Lib_VTK_IO can handle multiple concurrent files and it is \b thread/processor-safe, meaning that it can be safely used into parallel architectures using OpenMP and/or MPI paradigms. In order to assess its scalability two procedures have been implemented into Test_Driver program:

  1. test_mpi;
  2. test_openmp.

To use these two procedures two bash scripts are provided within Lib_VTK_IO.

MPI Benchmark

The Test_Driver program contains a procedure, test_mpi, for assessing the scalability of Lib_VTK_IO into MPI parallel framework. The bash script mpi_benchmark.sh can be used to repeat the benchmark many times varying the number of MPI processes in order to asses the speedup of the library (the Test_Driver program must be compiled with MPI=yes option):

./mpi_benchmark.sh -ni 10 -nf 32 -np 32

This will test the saving of a PStructuredGrid file partitioned into (-nf) 32 blocks/files, varying the number of MPI processes from 1 to 32 with a step of 2 and each benchmark is repeated 10 times and the averaged results are saved. The results are echoed to stdout and also into mpi_speedup.dat file, where also the normalized (with respect the serial performance) results are saved. The figure below reports the normalized elapsed time as the number of MPI processes varies. Both x and y are log scaled in order to emphasizes the linearity of the speedup up to 12 MPI processes.

mpi speedup

The library scales linearly as expected.

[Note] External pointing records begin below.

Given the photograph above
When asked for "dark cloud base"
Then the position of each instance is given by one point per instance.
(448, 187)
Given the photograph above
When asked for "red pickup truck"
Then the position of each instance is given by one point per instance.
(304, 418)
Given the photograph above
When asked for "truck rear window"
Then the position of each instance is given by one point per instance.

As a matter of facts, each MPI process saves its own file(s) thus the speedup is maximum. The linearity is lost when then number of MPI processes becomes higher than 12 being the number of cores available for this benchmark (12 Cores Intel(R) Xeon(R) CPU X5650 @ 2.67GHz). The compiling options are not relevant, these results have been obtained in DEBUG mode with OpenMPI 1.6 + Intel Fortran 13.0.0.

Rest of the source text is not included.